Ieri sono andato puntualmente alla presentazione organizzata nella nuova sede della rassegna concessa dal Comune dell’ennese nel giorno dell’inaugurazione. Sono arrivato con largo anticipo, sono andato nel B&B a fare una doccia e a cambiarmi e sono giunto nell’ex tribunale immediatamente dopo il discorso di inaugurazione del vicesindaco Anna Maria Gemellaro che ha concentrato, in mia assenza, un duro intervento su quello che avevo dichiarato pubblicamente e a viso aperto sulla non adeguatezza della scelta politica esercitata dall’amministrazione di commemorare nel palazzo che rappresenta la massima autorità politica e amministrativa della città il barone nel settantesimo anniversario della prima strage di Stato della storia repubblicana, quella di Portella della Ginestra. Appena giunto ho cercato il vicesindaco per chiedergli non tanto una giustificazione del suo intervento quantomeno irrituale, ma per dirle chiaramente che ci sarebbe stata la necessità di darmi la possibilità di un confronto pubblico. Lei mi ha invitato ad avere un eventuale chiarimento a quattrocchi che io ho rifiutato specificando che ogni chiarimento doveva essere pubblico come pubblico era stato il suo intervento. Ed ho aspettato l’orario della mia presentazione pazientemente.

Arrivato il mio tempo ho dato la possibilità ancora prima che iniziasse la presentazione del libro al vicesindaco di parlare ancora in modo tale che potesse ripetere i giudizi da lei avanzati sulla mia presa di posizione, pubblica, di settimane prima per poter dare finalmente la possibilità di un chiarimento e di dibattito sulla sua scelta di patrocinare e concedere la sede del comune a una mostra commemorativa con tanto di convegno al suo illustre concittadino. L’unica cosa che ha detto è che non metteva in dubbio la mia professionalità e le ricerche documentali alla base del mio lavoro. Punto. Nessun altro riferimento invece sulle altre valutazioni fatte in mia assenza nel suo precedente intervento. Ho iniziato la presentazione concentrandomi ovviamente sull’aspetto fascista e sul ruolo avuto da Giuliano in relazione al separatismo e ho concluso ribadendo le mie valutazioni sulla scelta operata dal Comune di Nicosia sia di marginalizzare una grande rassegna libraria a costo zero per la città per dare spazio e visibilità invece a una commemorazione – non a costo zero per la città – a un personaggio non solo controverso ma storicamente indicato come uno dei protagonisti di quel pezzo della storia italiana drammatico e doloroso e che ancora presenta ferite aperte per la nostra democrazia.

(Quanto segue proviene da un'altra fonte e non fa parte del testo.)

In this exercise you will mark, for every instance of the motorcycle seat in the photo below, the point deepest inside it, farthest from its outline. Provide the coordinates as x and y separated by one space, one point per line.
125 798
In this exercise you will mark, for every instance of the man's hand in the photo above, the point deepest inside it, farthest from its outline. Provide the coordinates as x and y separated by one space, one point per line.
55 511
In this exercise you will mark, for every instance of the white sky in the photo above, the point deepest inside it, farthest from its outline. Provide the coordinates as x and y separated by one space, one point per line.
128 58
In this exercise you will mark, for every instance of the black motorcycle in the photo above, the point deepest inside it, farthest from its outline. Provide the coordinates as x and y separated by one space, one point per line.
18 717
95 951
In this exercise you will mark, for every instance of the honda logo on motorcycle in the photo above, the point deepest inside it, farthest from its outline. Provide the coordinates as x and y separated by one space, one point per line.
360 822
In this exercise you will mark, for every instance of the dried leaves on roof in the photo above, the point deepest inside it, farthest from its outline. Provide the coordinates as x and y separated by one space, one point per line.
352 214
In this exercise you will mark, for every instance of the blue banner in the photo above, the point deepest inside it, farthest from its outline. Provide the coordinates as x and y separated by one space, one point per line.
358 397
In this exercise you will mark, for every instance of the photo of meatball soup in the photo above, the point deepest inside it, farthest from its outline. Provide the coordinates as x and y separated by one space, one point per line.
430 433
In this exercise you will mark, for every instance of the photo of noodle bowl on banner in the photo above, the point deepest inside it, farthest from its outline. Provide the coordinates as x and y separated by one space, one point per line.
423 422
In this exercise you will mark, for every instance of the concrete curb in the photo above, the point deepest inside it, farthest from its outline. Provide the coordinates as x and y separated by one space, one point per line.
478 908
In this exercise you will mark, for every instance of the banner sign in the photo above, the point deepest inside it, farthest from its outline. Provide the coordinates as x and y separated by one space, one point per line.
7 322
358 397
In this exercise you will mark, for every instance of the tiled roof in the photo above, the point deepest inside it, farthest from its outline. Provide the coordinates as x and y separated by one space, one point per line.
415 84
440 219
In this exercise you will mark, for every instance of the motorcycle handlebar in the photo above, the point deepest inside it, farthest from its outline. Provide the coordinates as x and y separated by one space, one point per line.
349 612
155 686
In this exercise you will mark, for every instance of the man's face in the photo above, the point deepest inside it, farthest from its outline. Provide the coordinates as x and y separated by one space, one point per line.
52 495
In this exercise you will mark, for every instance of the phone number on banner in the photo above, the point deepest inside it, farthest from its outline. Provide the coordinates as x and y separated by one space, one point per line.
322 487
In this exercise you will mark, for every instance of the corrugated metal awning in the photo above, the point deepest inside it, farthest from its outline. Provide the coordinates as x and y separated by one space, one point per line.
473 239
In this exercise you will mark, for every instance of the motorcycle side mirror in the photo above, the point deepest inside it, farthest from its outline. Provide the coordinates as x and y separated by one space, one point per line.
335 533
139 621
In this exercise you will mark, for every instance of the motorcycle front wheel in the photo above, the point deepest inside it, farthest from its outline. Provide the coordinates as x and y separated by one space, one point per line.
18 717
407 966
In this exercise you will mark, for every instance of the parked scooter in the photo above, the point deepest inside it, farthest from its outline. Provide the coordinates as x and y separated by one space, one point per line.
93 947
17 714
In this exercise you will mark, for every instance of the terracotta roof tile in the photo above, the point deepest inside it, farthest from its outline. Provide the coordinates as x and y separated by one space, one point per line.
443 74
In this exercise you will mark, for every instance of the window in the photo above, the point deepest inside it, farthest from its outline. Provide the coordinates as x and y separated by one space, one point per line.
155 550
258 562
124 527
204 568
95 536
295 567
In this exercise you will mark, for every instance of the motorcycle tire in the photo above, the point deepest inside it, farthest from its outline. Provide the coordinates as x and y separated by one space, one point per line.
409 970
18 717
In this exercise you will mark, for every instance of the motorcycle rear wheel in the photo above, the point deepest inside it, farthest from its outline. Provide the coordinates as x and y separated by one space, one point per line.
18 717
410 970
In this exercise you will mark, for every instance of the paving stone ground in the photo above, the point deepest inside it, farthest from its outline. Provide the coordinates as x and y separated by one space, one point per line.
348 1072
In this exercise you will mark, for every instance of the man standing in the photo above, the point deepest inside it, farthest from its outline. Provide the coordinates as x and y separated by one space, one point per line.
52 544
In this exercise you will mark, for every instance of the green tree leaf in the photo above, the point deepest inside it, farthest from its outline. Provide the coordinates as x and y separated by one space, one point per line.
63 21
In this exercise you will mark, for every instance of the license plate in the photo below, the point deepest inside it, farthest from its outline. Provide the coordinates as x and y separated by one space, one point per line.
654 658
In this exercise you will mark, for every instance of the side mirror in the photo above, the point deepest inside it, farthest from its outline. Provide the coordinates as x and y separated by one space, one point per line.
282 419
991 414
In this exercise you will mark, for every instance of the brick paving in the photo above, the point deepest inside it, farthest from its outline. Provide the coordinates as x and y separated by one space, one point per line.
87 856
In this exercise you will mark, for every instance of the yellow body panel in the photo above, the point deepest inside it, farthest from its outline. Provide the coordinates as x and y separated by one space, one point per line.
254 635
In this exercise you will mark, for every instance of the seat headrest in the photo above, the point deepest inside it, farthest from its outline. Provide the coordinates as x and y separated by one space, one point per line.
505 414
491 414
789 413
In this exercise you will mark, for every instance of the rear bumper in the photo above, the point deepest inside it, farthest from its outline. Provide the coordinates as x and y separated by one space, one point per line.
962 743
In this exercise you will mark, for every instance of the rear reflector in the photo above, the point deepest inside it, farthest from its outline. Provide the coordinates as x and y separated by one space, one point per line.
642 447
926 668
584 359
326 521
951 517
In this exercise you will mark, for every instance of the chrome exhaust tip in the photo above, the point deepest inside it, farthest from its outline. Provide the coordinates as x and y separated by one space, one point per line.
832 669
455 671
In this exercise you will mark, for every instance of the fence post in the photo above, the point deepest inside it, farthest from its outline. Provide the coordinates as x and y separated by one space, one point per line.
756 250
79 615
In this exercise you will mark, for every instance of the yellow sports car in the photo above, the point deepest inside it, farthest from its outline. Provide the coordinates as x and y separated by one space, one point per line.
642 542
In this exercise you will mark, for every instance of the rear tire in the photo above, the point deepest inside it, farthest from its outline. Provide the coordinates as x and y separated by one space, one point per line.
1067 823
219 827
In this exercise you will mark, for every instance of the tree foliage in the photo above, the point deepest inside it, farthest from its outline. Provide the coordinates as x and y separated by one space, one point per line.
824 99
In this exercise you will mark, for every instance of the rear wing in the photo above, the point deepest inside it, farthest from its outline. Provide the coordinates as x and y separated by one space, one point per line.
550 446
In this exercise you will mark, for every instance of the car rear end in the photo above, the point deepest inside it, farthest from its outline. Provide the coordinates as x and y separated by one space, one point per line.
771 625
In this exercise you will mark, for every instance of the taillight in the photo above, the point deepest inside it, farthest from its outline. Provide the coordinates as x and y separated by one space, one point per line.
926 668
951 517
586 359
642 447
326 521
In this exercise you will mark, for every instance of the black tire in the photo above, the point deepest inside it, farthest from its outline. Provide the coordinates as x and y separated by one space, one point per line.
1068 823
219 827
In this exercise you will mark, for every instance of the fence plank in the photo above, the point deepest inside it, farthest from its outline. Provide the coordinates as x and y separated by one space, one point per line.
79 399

Poi è intervenuto uno degli “storici locali” motivando invece per quali ragioni il barone fosse per Nicosia tuttora una sorta di icona – il latifondista e separatista buono e generoso che addirittura portò ben tre giocatori del Palermo calcio nel paese dell’ennese fondando sia lo stadio che la società sportiva – che ha affermato che io trattavo come gli Zulù – una delle etnie e monarchie più avanzate della storia tradizionale dell’attuale Sud Africa – i cittadini tutti di Nicosia, dal fondo della sala è intervenuto uno scalmanato che ha dato in escandescenze perché si era messa in dubbio la generosità baronale e poi l’assessore alla cultura del Comune non esattamente in modo pacato voleva intervenire interrompendo la manifestazione per prendere la parola mentre invitato pochi minuti prim a dire la sua aveva rifiutato. A questo punto a lato del palco sono stato costretto a discutere con l’assessore che non aveva certo un atteggiamento rilassato nei miei confronti. Fine della serata. Fine di fatto di un processo che possa proseguire senza provocare una sorta di guerra di religione per portare cultura e letteratura e dibattiti a Nicosia.

Domani il barone La Motta sarà commemorato – sportivamente – nella sede del Comune.

Mentre scrivo è il 26 maggio 2017, settant’anni fa esattamente si procedeva a presentare la relazione degli esami medico legali sui corpi delle vittime della strage di Portella della Ginestra. Il peccato originale della Repubblica.